The Office of the Comptroller of the Currency, the Federal Deposit Insurance Corporation, the Board of Governors of the Federal Reserve System, and the Federal Financial Institutions Examination Council started their spring cleaning a little late this year.
As required by the Economic Growth and Regulatory Paperwork Reduction Act of 1996, the regulators launched the first of a four-part series of requests for public comments in an effort “to identify outdated, unnecessary, or unduly burdensome regulations imposed on insured depository institutions.” The Act mandates that the agencies review their regs at least every 10 years. Any changes must be consistent with the agencies’ statutory mandates, many of which require the issuance of regulations. In some cases, legislative changes may be required.
The regulators divided the regulations into 12 subject-matter categories and identified the regulations within each category. At regular intervals over the next two years, three additional Federal Register notices will open a new batch of regs for review and comment.
First up: Regulations from the categories of Applications and Reporting, International Operations, and Powers and Activities.

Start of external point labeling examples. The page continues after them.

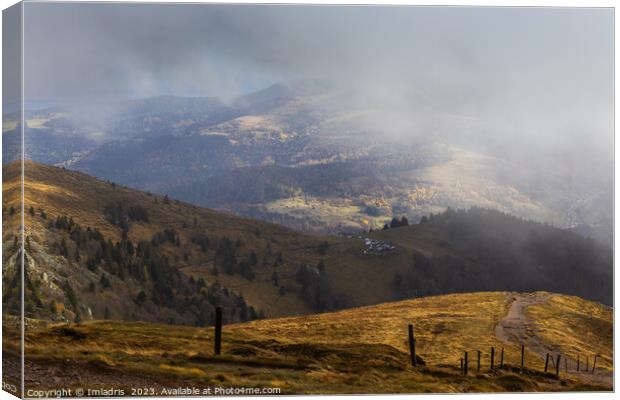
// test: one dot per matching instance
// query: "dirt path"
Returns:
(517, 328)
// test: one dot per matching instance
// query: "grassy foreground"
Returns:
(361, 350)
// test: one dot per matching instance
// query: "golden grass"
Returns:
(576, 326)
(362, 350)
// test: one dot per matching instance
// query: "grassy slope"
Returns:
(363, 279)
(353, 351)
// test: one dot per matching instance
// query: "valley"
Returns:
(280, 153)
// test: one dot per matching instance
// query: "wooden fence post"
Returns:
(501, 358)
(466, 365)
(218, 330)
(412, 346)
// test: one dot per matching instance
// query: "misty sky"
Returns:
(544, 74)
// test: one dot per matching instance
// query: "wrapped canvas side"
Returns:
(13, 254)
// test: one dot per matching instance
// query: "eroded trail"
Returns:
(517, 328)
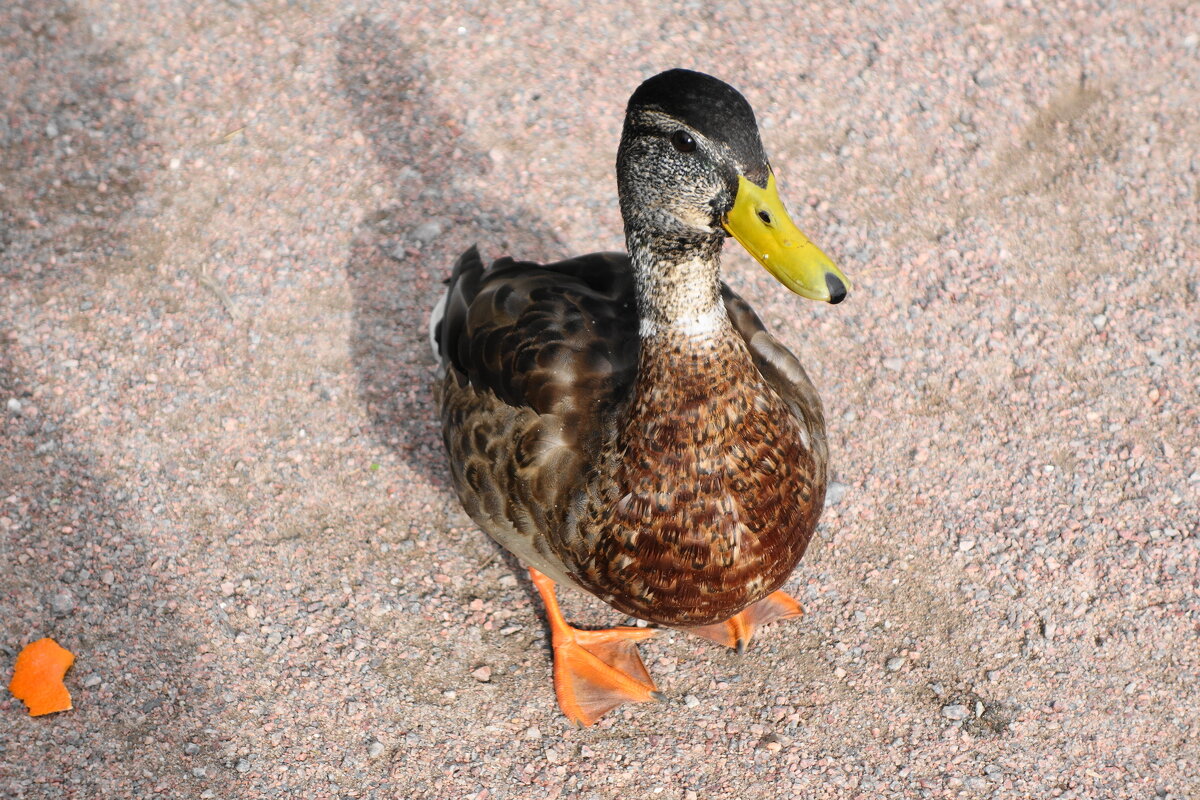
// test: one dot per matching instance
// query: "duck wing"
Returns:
(537, 362)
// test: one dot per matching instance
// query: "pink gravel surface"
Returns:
(222, 487)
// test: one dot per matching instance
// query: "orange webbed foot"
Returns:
(738, 630)
(594, 671)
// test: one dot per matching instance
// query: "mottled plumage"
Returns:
(625, 423)
(679, 482)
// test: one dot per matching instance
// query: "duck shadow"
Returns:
(405, 250)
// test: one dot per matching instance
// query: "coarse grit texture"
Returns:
(222, 226)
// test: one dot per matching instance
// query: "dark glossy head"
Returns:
(687, 138)
(691, 168)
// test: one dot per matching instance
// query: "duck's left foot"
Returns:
(594, 671)
(738, 630)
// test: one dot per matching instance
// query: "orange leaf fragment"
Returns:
(37, 677)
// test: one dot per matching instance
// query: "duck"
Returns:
(624, 423)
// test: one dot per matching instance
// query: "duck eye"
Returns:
(683, 142)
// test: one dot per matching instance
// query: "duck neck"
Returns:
(678, 288)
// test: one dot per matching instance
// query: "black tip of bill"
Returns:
(837, 288)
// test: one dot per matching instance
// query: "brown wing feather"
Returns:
(557, 338)
(537, 361)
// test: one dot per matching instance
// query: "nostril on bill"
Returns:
(837, 288)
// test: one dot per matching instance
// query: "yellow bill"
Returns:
(760, 223)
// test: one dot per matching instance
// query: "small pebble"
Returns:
(835, 492)
(63, 602)
(427, 232)
(955, 711)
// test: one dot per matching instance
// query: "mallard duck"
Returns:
(625, 425)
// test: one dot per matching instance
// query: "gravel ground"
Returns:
(221, 485)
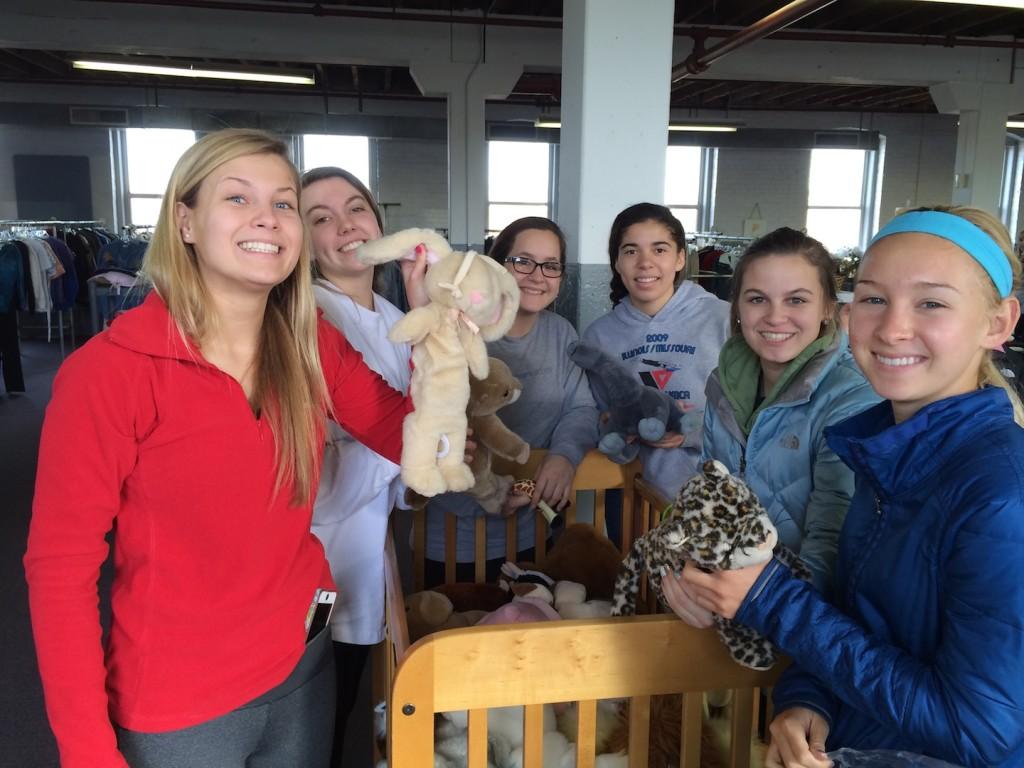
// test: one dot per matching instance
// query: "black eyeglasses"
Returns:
(525, 265)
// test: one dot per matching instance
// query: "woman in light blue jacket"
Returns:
(783, 376)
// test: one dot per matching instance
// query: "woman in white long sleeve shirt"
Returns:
(357, 486)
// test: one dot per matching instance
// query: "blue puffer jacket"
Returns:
(925, 648)
(796, 475)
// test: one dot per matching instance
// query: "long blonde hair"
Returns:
(988, 374)
(289, 382)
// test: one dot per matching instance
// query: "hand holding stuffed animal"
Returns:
(472, 300)
(717, 523)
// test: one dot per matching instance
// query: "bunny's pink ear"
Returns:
(432, 257)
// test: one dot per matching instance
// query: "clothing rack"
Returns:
(44, 223)
(32, 226)
(719, 239)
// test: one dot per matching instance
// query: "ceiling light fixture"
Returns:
(708, 127)
(704, 127)
(997, 3)
(190, 72)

The other nine categories identified by the agencies are Banking Operations; Capital; Community Reinvestment Act; Consumer Protection; Directors, Officers and Employees; Money Laundering; Rules of Procedure; Safety and Soundness; and Securities.

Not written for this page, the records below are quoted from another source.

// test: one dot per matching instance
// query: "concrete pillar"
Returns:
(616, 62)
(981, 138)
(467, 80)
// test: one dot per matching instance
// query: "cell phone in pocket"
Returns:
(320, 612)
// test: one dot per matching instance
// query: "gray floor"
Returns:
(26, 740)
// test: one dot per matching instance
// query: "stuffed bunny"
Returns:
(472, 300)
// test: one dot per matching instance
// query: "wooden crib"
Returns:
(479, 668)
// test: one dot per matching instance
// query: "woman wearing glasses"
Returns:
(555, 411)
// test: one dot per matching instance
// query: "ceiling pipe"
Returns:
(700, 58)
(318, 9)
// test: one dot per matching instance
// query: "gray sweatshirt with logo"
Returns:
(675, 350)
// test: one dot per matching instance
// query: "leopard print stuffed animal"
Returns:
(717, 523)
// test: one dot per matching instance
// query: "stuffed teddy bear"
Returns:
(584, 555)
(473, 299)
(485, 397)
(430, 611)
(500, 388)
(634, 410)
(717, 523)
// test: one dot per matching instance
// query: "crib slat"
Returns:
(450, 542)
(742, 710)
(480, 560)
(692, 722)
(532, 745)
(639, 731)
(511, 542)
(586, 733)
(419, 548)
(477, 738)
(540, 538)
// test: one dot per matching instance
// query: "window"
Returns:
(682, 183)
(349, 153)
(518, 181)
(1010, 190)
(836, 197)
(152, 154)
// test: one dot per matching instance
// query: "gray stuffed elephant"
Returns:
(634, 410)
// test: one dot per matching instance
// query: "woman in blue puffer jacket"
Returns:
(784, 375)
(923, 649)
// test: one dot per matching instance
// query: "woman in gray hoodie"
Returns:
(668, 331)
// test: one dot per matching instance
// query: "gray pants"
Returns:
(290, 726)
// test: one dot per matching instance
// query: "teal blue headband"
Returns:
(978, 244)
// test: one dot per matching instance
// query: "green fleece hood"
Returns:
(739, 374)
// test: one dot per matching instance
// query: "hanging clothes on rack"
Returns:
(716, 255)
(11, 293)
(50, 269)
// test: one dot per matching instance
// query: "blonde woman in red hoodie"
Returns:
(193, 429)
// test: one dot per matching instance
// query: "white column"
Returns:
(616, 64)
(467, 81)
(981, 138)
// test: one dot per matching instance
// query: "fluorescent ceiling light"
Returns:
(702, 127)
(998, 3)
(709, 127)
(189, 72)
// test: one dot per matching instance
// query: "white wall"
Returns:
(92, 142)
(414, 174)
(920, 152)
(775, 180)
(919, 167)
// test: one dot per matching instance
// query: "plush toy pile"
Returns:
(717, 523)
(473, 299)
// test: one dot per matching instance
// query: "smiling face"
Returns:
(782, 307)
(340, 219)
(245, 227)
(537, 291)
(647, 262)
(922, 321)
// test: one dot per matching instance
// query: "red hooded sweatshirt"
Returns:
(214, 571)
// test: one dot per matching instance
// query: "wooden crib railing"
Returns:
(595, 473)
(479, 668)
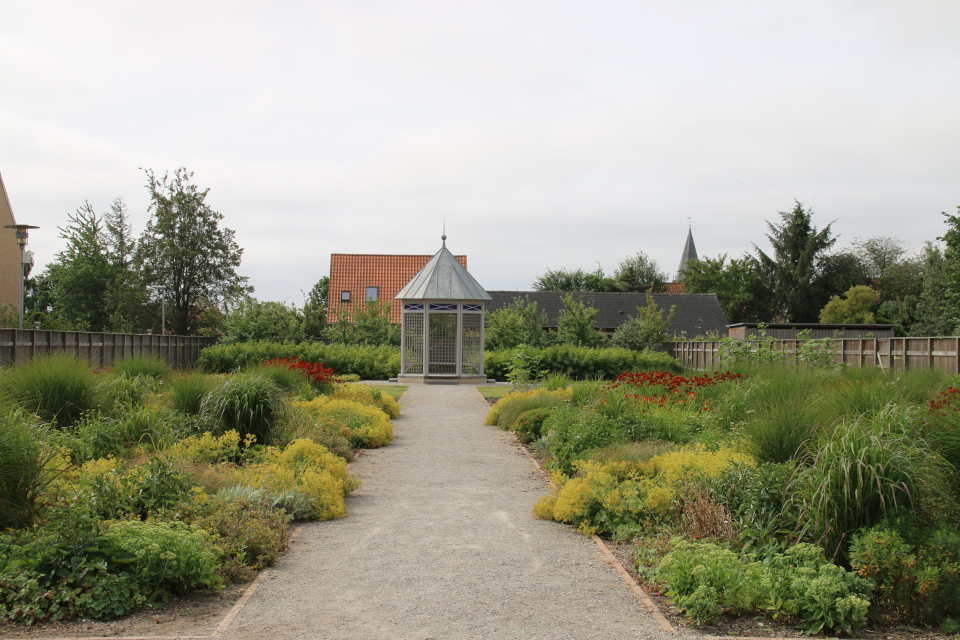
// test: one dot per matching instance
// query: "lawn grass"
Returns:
(395, 390)
(494, 392)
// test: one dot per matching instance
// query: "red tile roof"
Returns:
(355, 272)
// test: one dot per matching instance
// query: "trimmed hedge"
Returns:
(370, 363)
(381, 363)
(581, 363)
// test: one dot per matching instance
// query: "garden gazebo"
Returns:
(442, 324)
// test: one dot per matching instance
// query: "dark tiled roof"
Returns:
(695, 314)
(355, 272)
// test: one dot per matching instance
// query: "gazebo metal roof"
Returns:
(689, 253)
(443, 278)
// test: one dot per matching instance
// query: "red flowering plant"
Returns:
(662, 388)
(321, 378)
(943, 429)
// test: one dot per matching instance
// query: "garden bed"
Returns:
(768, 502)
(141, 490)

The regulators suggested specific issues for commenters to consider, including whether changes in the financial services industry have impacted the regulations and whether statutory change is required or the industry would be better served by an alternative approach. Additional questions posted by the agencies: Are there specific regulations or underlying statutes in need of clarification? And do any of the regs impose unduly burdensome requirements on community banks or other smaller insured depository institutions?

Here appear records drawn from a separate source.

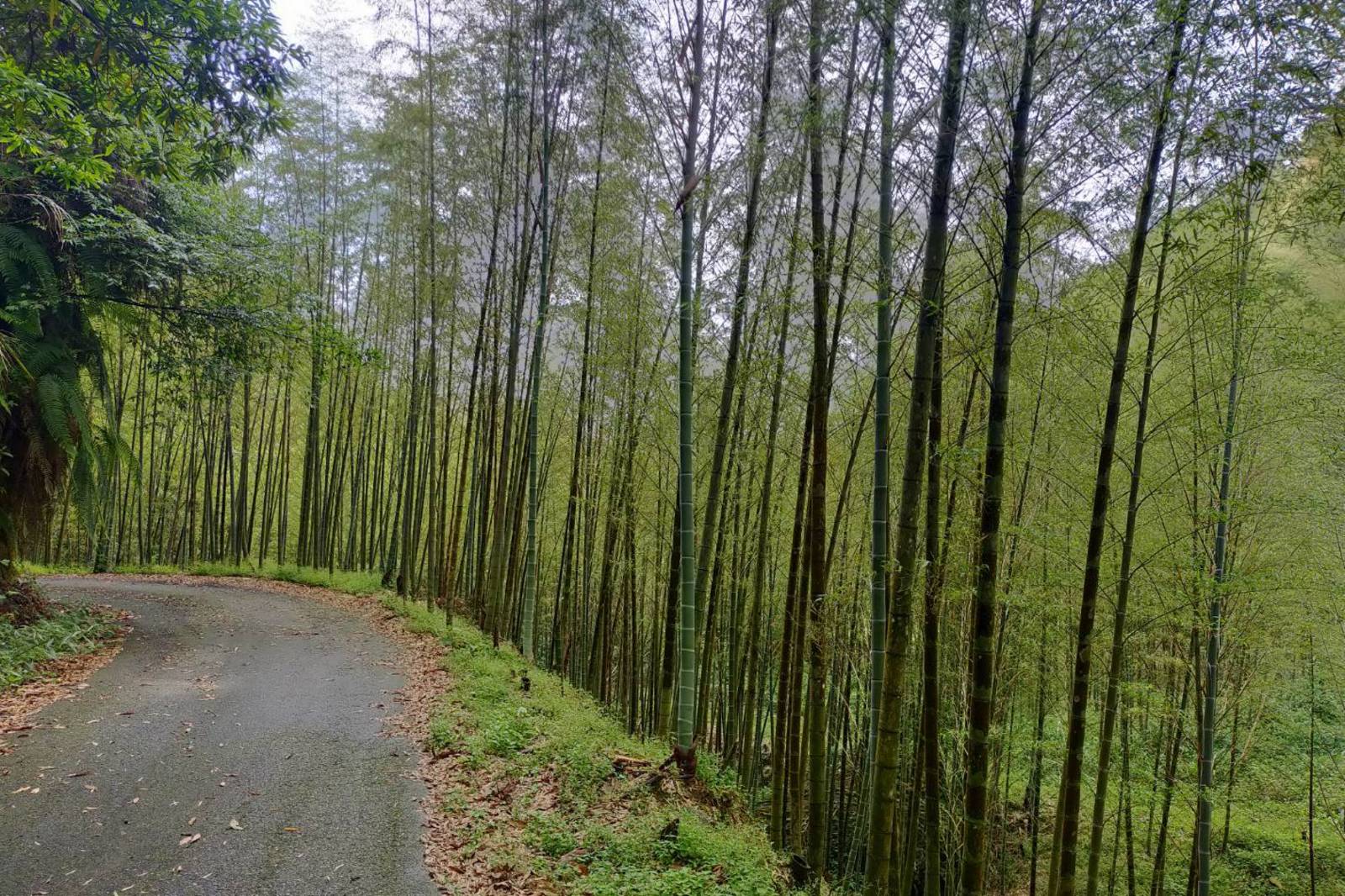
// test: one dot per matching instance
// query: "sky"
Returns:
(298, 15)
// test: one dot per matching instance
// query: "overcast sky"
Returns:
(298, 17)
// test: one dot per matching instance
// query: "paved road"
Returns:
(225, 705)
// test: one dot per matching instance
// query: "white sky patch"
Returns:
(302, 17)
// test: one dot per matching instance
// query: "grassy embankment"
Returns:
(593, 833)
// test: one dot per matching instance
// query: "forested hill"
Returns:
(928, 416)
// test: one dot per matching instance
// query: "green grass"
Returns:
(67, 631)
(351, 582)
(602, 835)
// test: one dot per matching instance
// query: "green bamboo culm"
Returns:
(686, 372)
(883, 815)
(981, 707)
(883, 389)
(529, 613)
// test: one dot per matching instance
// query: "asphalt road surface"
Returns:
(246, 717)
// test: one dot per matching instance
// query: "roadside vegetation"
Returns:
(58, 631)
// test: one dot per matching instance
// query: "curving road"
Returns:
(248, 717)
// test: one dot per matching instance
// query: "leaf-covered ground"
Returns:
(538, 790)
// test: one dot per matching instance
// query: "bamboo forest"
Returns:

Comments will be accepted until September 2.
To read the Federal Register notice, click here.
To submit a comment, click here.
Why it matters: The agencies’ review provides them and the public with an opportunity to consider how to reduce the regulatory burden on community banks and other small insured depository institutions or holding companies in a manner that is compatible with the safety and soundness of insured depository institutions, their affiliates, and the financial system as a whole. Once the public comment period is complete, the agencies will report to Congress any “significant issues” and identify specific areas of the regulations that the lawmakers may need to eliminate or tweak. In addition to accepting public comments, the regulators announced their intent to schedule roundtable discussions with bankers and other interested parties about the regulations under review. Depository institutions, particularly smaller institutions, should consider participating in the public comment process and the roundtable discussions to assist the agencies in identifying and targeting regulatory changes that will hopefully reduce some of the burden on these institutions.